Madam Zeng Yunji, 54, one of the volunteer counsellors who spent time with the families in the first few weeks of their ordeal, told me that their seclusion as a group in the hotel set them apart from the victims of other natural disasters.

"To stay in the same place every day, in the same room, thinking about the same thing, it is not healthy for a normal person - not to mention for someone in their state of pain and vulnerability," she said.

"If they would go home, try to resume their normal routines, at least there would be the distraction of the real world. There would at least be the reminder that life is going on, and goes on."

But almost none of them went home, in part due to MAS' pledge in the early days of the incident that it would host the families in Beijing for as long as it took to find the wreckage.

This put nearly 500 of them in the same room every day, with nothing else to do but focus on their grief and stoke one another's outrage. Many of them lost a sense of proportion, as well as decorum.

For instance, some of the relatives would constantly describe Malaysia as a "small" and "incompetent" country. Others hurled personal insults and expletives at senior Malaysian officials.

At the official briefings by MAS officials and Malaysian diplomats, the family members frequently adopted a sarcastic and confrontational tone when asking questions - even when it was obvious that the officials had no answers beyond those they had been able to give.

Their demands also grew over time, despite their immediate material needs having been more than adequately taken care of, be it lodging, food, travel fare or spending money.

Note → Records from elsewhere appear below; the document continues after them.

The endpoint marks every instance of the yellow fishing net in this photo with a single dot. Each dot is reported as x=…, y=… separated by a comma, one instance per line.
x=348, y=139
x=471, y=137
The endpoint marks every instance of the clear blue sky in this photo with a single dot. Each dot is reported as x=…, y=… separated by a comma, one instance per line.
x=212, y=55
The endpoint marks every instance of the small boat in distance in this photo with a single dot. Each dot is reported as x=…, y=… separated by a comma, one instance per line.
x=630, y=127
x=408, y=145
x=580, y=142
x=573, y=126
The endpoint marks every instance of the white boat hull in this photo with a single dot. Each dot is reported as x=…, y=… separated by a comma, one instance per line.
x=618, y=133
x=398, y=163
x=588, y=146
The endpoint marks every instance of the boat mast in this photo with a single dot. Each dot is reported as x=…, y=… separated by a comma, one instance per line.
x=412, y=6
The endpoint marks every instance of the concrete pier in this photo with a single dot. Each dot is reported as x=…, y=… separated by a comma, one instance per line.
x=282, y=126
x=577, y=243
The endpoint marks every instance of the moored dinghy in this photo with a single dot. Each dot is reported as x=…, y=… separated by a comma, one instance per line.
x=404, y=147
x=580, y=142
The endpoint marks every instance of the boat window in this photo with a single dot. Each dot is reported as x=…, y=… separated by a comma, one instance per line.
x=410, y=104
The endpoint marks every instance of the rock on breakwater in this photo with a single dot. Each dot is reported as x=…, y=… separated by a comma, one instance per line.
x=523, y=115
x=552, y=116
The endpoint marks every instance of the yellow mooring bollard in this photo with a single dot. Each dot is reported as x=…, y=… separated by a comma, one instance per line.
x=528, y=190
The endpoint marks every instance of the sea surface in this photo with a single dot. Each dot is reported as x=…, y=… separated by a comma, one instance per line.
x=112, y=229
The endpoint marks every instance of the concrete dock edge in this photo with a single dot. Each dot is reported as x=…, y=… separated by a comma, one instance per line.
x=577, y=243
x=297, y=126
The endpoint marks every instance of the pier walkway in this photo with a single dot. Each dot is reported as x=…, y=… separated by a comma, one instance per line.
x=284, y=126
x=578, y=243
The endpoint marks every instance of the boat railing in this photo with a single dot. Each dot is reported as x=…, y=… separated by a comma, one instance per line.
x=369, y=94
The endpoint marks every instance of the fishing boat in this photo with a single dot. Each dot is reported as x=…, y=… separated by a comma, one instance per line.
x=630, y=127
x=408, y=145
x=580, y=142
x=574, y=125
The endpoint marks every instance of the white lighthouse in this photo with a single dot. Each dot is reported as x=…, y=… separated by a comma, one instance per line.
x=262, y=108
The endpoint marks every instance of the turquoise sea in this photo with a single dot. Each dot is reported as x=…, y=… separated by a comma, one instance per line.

For one thing, they began demanding more hotel rooms as more distant relatives requested to camp out in Beijing for more information.

I was not alone in feeling my sympathy for them ebb over the past few weeks. In casual conversations and online forums, I started hearing and seeing more people express concerns that the behaviour of these families was reflecting badly on China.

It would have been easier to let the families stay on in Beijing, in what had become their alternate universe, where their loved ones were still alive, the plane somewhere safe on a desolate spot and the world spun on without them.

But with the Flight MH370 trail cold, they need to take steps to return to reality, which many have lost sight of in recent weeks.

In early April, for instance, one relative approached me with an article published in a Russian tabloid on April 1 claiming that Flight MH370 passengers were held hostage in Afghanistan, and that Russian intelligence was negotiating for their release.

"Can you help me verify this?" she asked, plaintively. It broke my heart to respond that it was just an April Fool's Day joke.

This article was published on May 4 in The Straits Times.